1. Londra, 6 novembre 2008. Obama è stato eletto da poco. L’appuntamento settimanale è con la lezione di Philippe Sands, barrister di grido della famosissima Matrix Chamber, protagonista davanti a molte altre giurisdizioni internazionali (ICJ, ICSID). Non solo. Philippe Sands è anche autore di due bestseller: Lawless World e Torture Team.In modo dettagliato e preciso ha svelato i misfatti delle amministrazioni Bush e Blair.

I pochi minuti di ritardo valgono lo spettacolo. Quando Sands entra in classe, non ha la solita camicia. Al suo posto la t-shirt warholiana di Obama. Dopo qualche secondo di incredulità, scatta l’ora della festa. Una ragazza spagnola addirittura piange. Ancora non si capacita dell’elezione. Pensa che cambierà tutto. Da subito. In una classe di trenta persone siamo solo in due a guardarci esterrefatti, io ed un ragazzo tedesco. Le due ore passeranno così: venite adoremus. Nulla può fermare gli obamisti.
Provo ad insinuare qualche piccolo dubbio. Il potere corrompe, possibile che nessuno abbia qualche perplessità? Provo a reagire indignato, dopo tutto ho pagato per una lezione, non per ascoltare il panegirico sul nuovo presidente. Nulla, neanche un cedimento. Provo a ribattere, ma mi hanno ormai catalogato. Sono il solito bacchettone, non appartengo alla nuova civiltà delle buone maniere, non capisco le novità, non riesco a comprendere che bisogna far la guerra per vincere il Nobel per la pace.

2. Salt Lake City, Utah, terra di mormoni. Siamo a marzo 2009, pochi mesi dopo l’insediamento di Obama. Sono stato invitato ad una conferenza sul ruolo della religione civile in Europa e negli Stati Unti. Gli organizzatori mi hanno chiesto un commento ad un paper sulla Francia da una prospettiva italo-americana. Eseguo il mio compito e mi riaccomodo al posto assegnatomi. Quando comincia il dibattito non si può non parlare del nuovo corso. Altro che Bush ed il suo utilizzo strumentale della religione. Quella di Obama, sì che è una fede sincera. Quasi tutti d’accordo, sono pur sempre nella law school più conservatrice d’America. Anche qui mi sento in minoranza, ma provo a dissentire.

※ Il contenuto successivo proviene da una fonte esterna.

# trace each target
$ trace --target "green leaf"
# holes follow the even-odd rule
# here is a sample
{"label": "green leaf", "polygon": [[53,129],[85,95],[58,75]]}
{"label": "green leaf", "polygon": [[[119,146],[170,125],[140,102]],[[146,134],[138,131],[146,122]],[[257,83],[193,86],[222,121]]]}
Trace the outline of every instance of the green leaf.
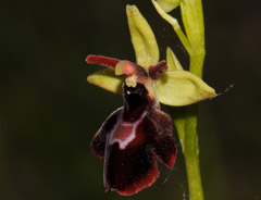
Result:
{"label": "green leaf", "polygon": [[183,33],[178,22],[176,18],[172,17],[170,14],[167,14],[156,0],[151,0],[151,2],[153,3],[157,12],[161,15],[162,18],[164,18],[166,22],[169,22],[174,32],[176,33],[177,37],[179,38],[179,40],[182,41],[183,46],[185,47],[185,49],[187,50],[188,54],[191,53],[191,46],[186,37],[186,35]]}
{"label": "green leaf", "polygon": [[167,71],[184,71],[182,64],[170,47],[166,48],[166,65],[169,66]]}
{"label": "green leaf", "polygon": [[159,62],[159,47],[148,22],[137,7],[127,5],[126,13],[137,63],[148,70]]}
{"label": "green leaf", "polygon": [[157,0],[159,5],[165,11],[171,12],[181,4],[182,0]]}
{"label": "green leaf", "polygon": [[96,72],[87,77],[90,84],[99,86],[113,93],[122,95],[124,76],[116,76],[113,68]]}
{"label": "green leaf", "polygon": [[183,107],[216,96],[213,88],[187,71],[172,71],[162,74],[156,82],[161,103]]}

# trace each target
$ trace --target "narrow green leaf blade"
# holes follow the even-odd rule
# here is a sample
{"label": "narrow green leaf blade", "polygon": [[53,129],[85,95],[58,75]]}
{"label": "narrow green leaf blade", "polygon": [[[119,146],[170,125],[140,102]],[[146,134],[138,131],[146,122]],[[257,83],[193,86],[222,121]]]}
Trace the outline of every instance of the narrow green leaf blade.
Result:
{"label": "narrow green leaf blade", "polygon": [[148,70],[159,62],[159,47],[152,29],[137,7],[127,5],[126,13],[137,63]]}
{"label": "narrow green leaf blade", "polygon": [[156,82],[161,103],[183,107],[216,96],[213,88],[187,71],[172,71],[162,74]]}

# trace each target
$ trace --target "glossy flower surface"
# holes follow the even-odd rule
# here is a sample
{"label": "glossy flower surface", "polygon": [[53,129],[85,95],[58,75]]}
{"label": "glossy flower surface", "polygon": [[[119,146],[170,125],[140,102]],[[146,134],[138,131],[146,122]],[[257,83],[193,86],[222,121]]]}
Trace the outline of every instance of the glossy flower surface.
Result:
{"label": "glossy flower surface", "polygon": [[160,111],[152,79],[166,70],[165,62],[149,67],[149,75],[129,61],[90,55],[88,63],[115,67],[124,74],[124,107],[113,112],[91,141],[92,153],[104,159],[105,190],[129,196],[151,186],[159,176],[157,160],[173,168],[176,146],[172,120]]}

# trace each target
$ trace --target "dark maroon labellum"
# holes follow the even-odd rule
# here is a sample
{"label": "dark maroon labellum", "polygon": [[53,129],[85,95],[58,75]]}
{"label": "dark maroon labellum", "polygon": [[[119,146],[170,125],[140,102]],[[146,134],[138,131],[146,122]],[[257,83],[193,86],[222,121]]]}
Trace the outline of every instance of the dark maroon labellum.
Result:
{"label": "dark maroon labellum", "polygon": [[[165,62],[150,68],[149,76],[158,79],[166,70]],[[170,115],[160,111],[145,85],[128,87],[124,83],[123,90],[124,107],[105,120],[91,141],[91,150],[104,159],[105,190],[130,196],[156,182],[157,160],[173,168],[176,146]]]}

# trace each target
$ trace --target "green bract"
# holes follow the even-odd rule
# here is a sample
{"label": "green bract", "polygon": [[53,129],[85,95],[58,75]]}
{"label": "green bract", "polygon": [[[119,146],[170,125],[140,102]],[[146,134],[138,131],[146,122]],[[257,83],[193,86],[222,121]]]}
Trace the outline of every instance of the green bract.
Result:
{"label": "green bract", "polygon": [[137,64],[147,71],[159,62],[160,53],[152,29],[135,5],[127,5],[126,13]]}
{"label": "green bract", "polygon": [[165,12],[171,12],[173,9],[177,8],[181,1],[182,0],[157,0]]}
{"label": "green bract", "polygon": [[[152,1],[158,8],[158,3]],[[159,10],[159,8],[158,8]],[[159,10],[160,12],[161,9]],[[159,48],[148,22],[140,14],[135,5],[126,7],[128,26],[132,36],[132,42],[136,53],[137,64],[142,66],[147,72],[148,67],[159,62]],[[163,16],[166,16],[163,14]],[[169,17],[169,16],[166,16]],[[171,18],[175,22],[174,18]],[[119,61],[115,68],[107,68],[88,76],[88,82],[107,89],[113,93],[122,93],[122,84],[124,75],[124,64],[129,61]],[[182,107],[188,105],[204,99],[215,97],[213,88],[208,86],[202,79],[184,71],[173,51],[166,50],[167,72],[162,73],[160,79],[154,80],[156,93],[158,92],[159,101],[163,104]],[[127,68],[128,70],[128,68]],[[132,68],[130,68],[132,70]],[[136,86],[136,75],[127,77],[125,80],[132,87]],[[152,79],[151,79],[152,82]]]}

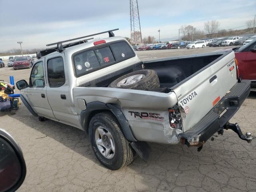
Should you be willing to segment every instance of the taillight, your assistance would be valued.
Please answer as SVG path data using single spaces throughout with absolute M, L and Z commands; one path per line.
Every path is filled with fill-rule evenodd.
M 236 79 L 239 78 L 239 70 L 238 69 L 238 62 L 237 60 L 235 58 L 235 62 L 236 63 Z
M 172 128 L 182 130 L 182 118 L 179 107 L 177 105 L 169 109 L 170 125 Z
M 99 45 L 100 44 L 102 44 L 102 43 L 105 43 L 106 41 L 105 40 L 100 40 L 99 41 L 96 41 L 93 43 L 93 44 L 94 45 Z

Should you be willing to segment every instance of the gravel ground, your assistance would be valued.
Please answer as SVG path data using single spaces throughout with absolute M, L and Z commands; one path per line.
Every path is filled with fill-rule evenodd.
M 147 60 L 220 49 L 137 53 Z M 8 80 L 13 75 L 15 81 L 28 81 L 30 71 L 1 68 L 0 79 Z M 251 92 L 230 120 L 254 136 L 256 99 L 256 92 Z M 83 131 L 50 120 L 39 122 L 22 104 L 15 115 L 0 113 L 1 127 L 20 145 L 27 165 L 19 192 L 256 192 L 256 140 L 247 143 L 231 131 L 214 136 L 200 152 L 196 148 L 150 143 L 147 163 L 137 157 L 128 167 L 111 171 L 99 163 Z

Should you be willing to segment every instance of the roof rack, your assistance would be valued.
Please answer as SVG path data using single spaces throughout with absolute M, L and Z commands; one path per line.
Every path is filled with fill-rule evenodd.
M 74 38 L 74 39 L 69 39 L 68 40 L 65 40 L 64 41 L 60 41 L 56 42 L 56 43 L 51 43 L 50 44 L 48 44 L 46 46 L 50 46 L 51 45 L 57 45 L 57 47 L 52 47 L 51 48 L 48 48 L 47 49 L 43 49 L 42 50 L 40 50 L 39 51 L 37 51 L 36 52 L 32 52 L 29 53 L 29 54 L 31 54 L 32 53 L 36 53 L 36 57 L 38 59 L 39 59 L 43 56 L 45 56 L 48 54 L 52 53 L 55 51 L 58 51 L 59 52 L 61 52 L 63 51 L 65 48 L 67 47 L 71 47 L 72 46 L 74 46 L 79 44 L 82 43 L 86 43 L 88 42 L 88 40 L 93 39 L 93 38 L 89 39 L 84 39 L 83 40 L 77 41 L 76 42 L 73 42 L 65 45 L 62 45 L 62 43 L 66 42 L 68 42 L 69 41 L 74 41 L 74 40 L 77 40 L 78 39 L 82 39 L 85 38 L 86 37 L 91 37 L 92 36 L 94 36 L 95 35 L 99 35 L 100 34 L 102 34 L 103 33 L 108 33 L 108 35 L 109 37 L 114 37 L 115 36 L 113 32 L 114 31 L 116 31 L 119 29 L 115 29 L 112 30 L 109 30 L 108 31 L 104 31 L 103 32 L 101 32 L 100 33 L 95 33 L 94 34 L 92 34 L 91 35 L 86 35 L 86 36 L 83 36 L 82 37 L 78 37 L 77 38 Z

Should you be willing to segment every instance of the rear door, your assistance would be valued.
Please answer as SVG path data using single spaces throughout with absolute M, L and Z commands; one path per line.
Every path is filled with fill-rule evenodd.
M 54 116 L 62 122 L 79 127 L 76 109 L 71 106 L 64 53 L 46 56 L 46 94 Z
M 200 121 L 236 83 L 234 57 L 233 51 L 225 54 L 174 87 L 178 105 L 186 114 L 184 131 Z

Mi limito a segnalare come l’amministrazione Obama sia l’unica ad aver introdotto una anomala consuetudine: ogni evento pubblico si apre con una preghiera che deve esser precedentemente approvata dagli sherpa del presidente. Preghiere di Stato!!! Vogliamo parlarne? Pare di no. Sono ancora una volta il solito bacchettone, c’è O-B-A-M-A, “Dreams of my father”. Capisci?

E siamo ai giorni nostri, sembrava tutto già scritto, ed invece… Gli ultimi sondaggi parlano di un consenso in picchiata. Sottozero. Nessuno mai così in basso . Come ha scritto di recente Dana Milbank sul Washington Post: “Questo è quello che accade quando un mortale è scambiato per un messia”.